I call it a palace. It’s basically like if you built a Jenga tower out of shipwrecks. Mom’s got a little of all of them in there. Captain’s cabins from the Mary Celeste and the Flying Dutchman and the Lusitania—you would not believe how much crap she lifted off the Titanic before humans started shining searchlights on the thing and diving for rust. Aw, you still don’t get it. Think big. She swiped an entire ballroom for the royal chamber. Her throne is made out of a thousand silver teapots with WHITE STAR LINE stamped on them. It’s all just garbage. Junk. How come I was the only one who could see that? I hightailed it the second Mumsy wasn’t looking. Out into the real city. Into the muck and the noise, down to Squid Row where no one cares who you are, to Soho where everyone’s furious and starving and beautiful, into the East Gillage, swarming with throbbing techno whale song, snarling skinny punks with fishhooks in their ears, angler-headed hipsters burning for the ancient undersea connection to that salty dynamo in the machinery of the deep.
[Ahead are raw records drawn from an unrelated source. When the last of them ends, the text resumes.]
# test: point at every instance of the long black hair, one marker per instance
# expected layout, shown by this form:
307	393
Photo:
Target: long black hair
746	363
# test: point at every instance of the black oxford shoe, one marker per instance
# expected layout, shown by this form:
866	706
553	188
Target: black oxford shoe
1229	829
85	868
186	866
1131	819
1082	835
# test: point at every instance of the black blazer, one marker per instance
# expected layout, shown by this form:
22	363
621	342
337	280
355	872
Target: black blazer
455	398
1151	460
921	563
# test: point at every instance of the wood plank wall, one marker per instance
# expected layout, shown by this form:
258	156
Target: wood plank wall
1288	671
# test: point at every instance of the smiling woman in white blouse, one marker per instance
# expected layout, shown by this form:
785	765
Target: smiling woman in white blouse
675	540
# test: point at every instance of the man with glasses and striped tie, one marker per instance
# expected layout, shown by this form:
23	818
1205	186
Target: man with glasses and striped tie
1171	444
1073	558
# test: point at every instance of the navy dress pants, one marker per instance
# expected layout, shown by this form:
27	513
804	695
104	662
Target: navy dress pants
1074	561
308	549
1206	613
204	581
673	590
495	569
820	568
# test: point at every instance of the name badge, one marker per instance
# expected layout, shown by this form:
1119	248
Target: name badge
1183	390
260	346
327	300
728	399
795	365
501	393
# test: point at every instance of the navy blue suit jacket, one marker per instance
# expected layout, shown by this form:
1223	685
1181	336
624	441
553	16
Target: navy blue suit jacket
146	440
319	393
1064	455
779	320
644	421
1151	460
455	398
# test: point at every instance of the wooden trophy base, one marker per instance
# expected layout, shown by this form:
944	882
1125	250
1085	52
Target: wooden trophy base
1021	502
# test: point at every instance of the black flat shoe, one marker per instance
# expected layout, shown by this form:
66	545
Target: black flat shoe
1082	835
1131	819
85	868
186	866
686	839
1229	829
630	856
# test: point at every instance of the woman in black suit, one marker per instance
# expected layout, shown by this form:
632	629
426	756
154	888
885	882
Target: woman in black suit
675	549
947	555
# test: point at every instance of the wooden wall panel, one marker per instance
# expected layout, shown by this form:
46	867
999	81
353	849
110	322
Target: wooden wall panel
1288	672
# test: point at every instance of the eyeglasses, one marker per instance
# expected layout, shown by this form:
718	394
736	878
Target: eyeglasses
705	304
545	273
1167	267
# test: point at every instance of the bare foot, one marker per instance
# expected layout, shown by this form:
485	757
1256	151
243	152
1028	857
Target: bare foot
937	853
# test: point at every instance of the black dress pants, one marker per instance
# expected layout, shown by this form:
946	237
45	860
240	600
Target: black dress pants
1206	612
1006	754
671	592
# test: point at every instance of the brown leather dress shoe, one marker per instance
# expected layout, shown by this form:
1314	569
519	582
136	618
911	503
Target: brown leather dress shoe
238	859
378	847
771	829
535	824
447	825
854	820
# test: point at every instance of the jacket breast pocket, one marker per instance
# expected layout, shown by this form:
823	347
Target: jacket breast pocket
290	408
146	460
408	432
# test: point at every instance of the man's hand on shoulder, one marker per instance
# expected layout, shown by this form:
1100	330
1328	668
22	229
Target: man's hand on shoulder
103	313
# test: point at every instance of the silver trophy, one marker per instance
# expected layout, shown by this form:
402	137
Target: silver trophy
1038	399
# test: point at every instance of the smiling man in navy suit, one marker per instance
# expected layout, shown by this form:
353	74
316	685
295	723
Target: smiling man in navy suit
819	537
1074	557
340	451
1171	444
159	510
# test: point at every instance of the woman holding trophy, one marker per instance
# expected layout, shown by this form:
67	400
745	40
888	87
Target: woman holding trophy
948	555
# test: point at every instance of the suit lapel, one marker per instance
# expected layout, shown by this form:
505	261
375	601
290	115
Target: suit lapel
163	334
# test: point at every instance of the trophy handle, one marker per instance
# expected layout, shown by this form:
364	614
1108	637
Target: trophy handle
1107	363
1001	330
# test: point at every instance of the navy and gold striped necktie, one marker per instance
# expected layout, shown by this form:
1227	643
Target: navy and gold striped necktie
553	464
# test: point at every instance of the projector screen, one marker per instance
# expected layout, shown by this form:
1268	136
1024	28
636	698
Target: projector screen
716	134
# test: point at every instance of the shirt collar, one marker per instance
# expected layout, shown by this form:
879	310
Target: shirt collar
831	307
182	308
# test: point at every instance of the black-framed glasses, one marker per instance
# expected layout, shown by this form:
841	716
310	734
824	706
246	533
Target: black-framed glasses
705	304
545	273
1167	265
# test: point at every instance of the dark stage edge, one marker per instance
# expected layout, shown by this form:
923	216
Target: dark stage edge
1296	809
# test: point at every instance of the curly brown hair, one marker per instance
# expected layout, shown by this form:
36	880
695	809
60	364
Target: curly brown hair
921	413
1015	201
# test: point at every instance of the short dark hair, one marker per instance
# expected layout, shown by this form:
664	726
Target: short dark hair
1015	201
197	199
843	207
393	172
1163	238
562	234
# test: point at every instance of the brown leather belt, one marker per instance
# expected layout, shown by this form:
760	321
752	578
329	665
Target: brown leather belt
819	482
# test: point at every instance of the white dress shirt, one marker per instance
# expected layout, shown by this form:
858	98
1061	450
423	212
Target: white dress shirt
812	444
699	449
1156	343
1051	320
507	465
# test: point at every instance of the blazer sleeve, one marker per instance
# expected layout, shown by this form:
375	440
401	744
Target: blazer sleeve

That’s where I met Platypunk. I don’t know what his deal was, taxonomically speaking. He had sleek, soft fur like an otter instead of scales like me, poisonous barbs on his heels, webbed feet, a hot pink mohawk, and claws for days. We started a band. Blowhole? Maybe you’ve heard of us? Platy sang and played the lionfish; I was on drums and conch. I bet you think conches just sort of bleat out one non-note, don’t you? No way. Not when an Atlantean is on the horn. My conch did whatever I told it to. Scream or whisper, whistle nice or empty the room. We played all the hot stages in Atlantis, him and me. Sometimes I close my eyes and pretend we’re still bringing the house down at Sea Bee’s, right at that part in “Anarchy in Atlantis” where Platy just starts quacking like a maniac at the top of his lungs, and then we both jump into the crowd and they carry us away in their arms and everything is good forever.
Point is, I was happy before John Heron came along. I was fine. I was myself. Every story I told was about me. I was better than a punk. I was a protagonist. No kids, no husband, no throne. No problems. No clawing sense of loss the color of the sea’s guts. No dead mother. No dead son. I didn’t even know what it felt like to have a shark chew my leg off! Good times. The best times.
So, this is how it happened. Strap in, because this is about the lamest part of my whole soggy joke of a life. Falling in love is embarrassing. It is not hardcore. It is not part of the scene.